Buddhist temple in Zama, Kanagawa Prefecture, Japan

Shōkoku-ji (星谷寺) is a Buddhist temple located in the Iriya-nishi neighborhood of the city of Zama, Kanagawa Prefecture, Japan. It belongs to the Shingon-shū Daikaku-ha sect and its honzon is a statue of Shō-Kannon Bosatsu. The temple's full name is Myōhō-san Jihō-in Shōkoku-ji (妙法山 持寶院 星谷寺).The temple is the 8th stop on the Bandō Sanjūsankasho pilgrimage route. It is also called the "Hoshiya Kannon".

==History ==
Details of the founding of this temple are uncertain. According to the temple's legend, it was founded as a hermitage on a mountaintop 400 meters to the northeast of the temple by the monk Gyōki in the Tenpyō era (729-749). When that hermitage burned down during the Kamakura period, it was rebuilt on the current site.

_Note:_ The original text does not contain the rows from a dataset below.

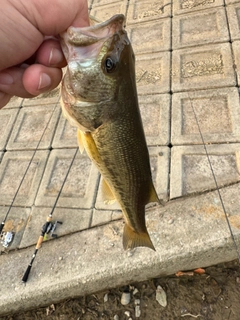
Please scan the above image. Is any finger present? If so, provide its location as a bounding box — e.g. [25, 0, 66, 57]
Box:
[0, 66, 32, 98]
[0, 92, 12, 109]
[0, 64, 62, 98]
[22, 64, 62, 96]
[36, 39, 67, 68]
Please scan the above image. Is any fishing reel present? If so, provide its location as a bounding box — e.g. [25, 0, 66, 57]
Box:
[0, 231, 14, 248]
[42, 220, 62, 238]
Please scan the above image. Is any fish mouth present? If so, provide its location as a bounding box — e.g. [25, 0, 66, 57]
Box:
[60, 14, 125, 63]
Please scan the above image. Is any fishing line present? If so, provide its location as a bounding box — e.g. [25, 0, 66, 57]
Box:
[22, 0, 94, 283]
[22, 148, 78, 283]
[0, 97, 60, 235]
[189, 93, 240, 263]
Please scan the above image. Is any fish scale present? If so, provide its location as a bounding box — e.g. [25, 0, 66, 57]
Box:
[61, 14, 159, 250]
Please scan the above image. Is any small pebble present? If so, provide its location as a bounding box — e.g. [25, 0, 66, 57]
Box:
[121, 292, 131, 306]
[124, 311, 130, 317]
[156, 286, 167, 308]
[103, 293, 108, 302]
[133, 288, 139, 295]
[135, 305, 141, 318]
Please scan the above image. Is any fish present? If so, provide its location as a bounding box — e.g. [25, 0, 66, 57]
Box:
[60, 14, 160, 250]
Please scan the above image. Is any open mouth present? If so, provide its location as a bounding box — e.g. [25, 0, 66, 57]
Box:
[60, 14, 125, 62]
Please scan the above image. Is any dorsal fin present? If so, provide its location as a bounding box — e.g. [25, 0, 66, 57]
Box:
[146, 183, 161, 204]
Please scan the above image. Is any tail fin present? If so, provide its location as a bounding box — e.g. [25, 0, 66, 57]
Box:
[123, 223, 156, 251]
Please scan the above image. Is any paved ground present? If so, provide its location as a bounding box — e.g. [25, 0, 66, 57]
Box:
[0, 0, 240, 315]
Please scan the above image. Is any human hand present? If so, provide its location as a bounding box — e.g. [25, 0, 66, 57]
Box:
[0, 0, 89, 108]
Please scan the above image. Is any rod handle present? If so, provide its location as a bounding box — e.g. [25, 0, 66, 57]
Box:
[0, 222, 5, 234]
[22, 264, 32, 282]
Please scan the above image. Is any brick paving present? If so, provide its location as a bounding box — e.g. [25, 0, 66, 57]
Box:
[0, 0, 240, 314]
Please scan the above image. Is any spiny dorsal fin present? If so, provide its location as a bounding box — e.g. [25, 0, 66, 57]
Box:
[123, 223, 156, 251]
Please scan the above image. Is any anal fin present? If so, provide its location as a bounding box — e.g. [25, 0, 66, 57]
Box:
[77, 129, 84, 153]
[123, 223, 156, 251]
[101, 178, 116, 204]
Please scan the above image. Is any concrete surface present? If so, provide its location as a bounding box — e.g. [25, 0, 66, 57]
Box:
[0, 0, 240, 315]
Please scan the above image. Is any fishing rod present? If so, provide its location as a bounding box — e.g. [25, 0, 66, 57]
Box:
[0, 97, 60, 247]
[189, 93, 240, 263]
[22, 140, 78, 283]
[22, 0, 94, 283]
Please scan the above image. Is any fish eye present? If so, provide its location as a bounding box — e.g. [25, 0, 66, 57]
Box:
[105, 57, 116, 73]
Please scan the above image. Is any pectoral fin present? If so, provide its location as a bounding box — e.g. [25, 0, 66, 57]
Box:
[77, 129, 102, 165]
[102, 178, 116, 204]
[123, 223, 155, 251]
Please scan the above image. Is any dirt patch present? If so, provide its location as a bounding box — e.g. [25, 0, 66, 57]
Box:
[0, 261, 240, 320]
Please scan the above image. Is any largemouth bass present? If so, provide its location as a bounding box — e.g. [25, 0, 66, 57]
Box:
[61, 14, 159, 250]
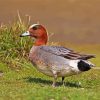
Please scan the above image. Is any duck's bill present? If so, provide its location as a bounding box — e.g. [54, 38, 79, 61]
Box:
[20, 31, 30, 37]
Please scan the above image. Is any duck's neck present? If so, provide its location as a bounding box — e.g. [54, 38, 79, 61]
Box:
[35, 36, 48, 46]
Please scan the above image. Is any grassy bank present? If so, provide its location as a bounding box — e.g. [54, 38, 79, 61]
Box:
[0, 21, 100, 100]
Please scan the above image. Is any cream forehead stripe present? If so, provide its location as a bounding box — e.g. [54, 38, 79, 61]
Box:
[29, 24, 39, 28]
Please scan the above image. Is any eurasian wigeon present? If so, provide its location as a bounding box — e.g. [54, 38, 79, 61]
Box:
[20, 24, 94, 86]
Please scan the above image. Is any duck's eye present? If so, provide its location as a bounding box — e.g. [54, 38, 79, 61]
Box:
[33, 26, 38, 30]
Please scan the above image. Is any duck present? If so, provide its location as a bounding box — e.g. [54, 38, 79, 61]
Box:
[20, 24, 95, 87]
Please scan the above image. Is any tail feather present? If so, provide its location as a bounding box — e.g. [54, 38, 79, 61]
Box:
[79, 55, 95, 60]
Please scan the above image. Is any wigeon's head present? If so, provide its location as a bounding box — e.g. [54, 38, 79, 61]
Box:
[20, 24, 48, 46]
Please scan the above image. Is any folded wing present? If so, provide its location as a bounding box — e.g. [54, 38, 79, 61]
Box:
[40, 46, 95, 60]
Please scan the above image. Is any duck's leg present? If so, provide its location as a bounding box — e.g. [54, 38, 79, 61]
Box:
[52, 72, 57, 87]
[62, 77, 65, 85]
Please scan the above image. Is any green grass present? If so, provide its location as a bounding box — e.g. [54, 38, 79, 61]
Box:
[0, 22, 100, 100]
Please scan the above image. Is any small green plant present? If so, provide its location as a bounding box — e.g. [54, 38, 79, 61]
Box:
[0, 14, 32, 68]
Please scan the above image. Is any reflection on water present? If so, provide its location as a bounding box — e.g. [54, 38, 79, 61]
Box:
[0, 0, 100, 43]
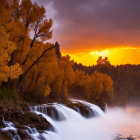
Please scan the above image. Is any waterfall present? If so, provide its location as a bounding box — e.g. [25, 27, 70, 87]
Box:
[2, 99, 140, 140]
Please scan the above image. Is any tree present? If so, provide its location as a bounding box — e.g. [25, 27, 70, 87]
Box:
[0, 26, 22, 82]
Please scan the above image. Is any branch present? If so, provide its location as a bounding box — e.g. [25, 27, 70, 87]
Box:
[22, 46, 55, 77]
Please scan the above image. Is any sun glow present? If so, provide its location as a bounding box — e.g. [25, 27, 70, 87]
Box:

The temple was supported in the Sengoku period by the Hōjō clan. During the Edo period, the temple received a tax exemption from the Tokugawa shogunate for its upkeep .

== Bandō Sanjūsankasho (Bandō 33 temple pilgrimage) ==
The temple is the 8th temple on the 33 temple Bandō Sanjūsankasho pilgrimage route.

== Access ==
The temple is located approximately a five-minute walk from Zama Station (Odakyu Odawara Line).

==Cultural Properties==
===National Important Cultural Properties===
- Bonshō (銅鐘); Shōho-ji's bronze bell is dated 1227, making it the oldest in Kanagawa Prefecture, and the 50th oldest existing temple bell in Japan and the second oldest in the Kantō region.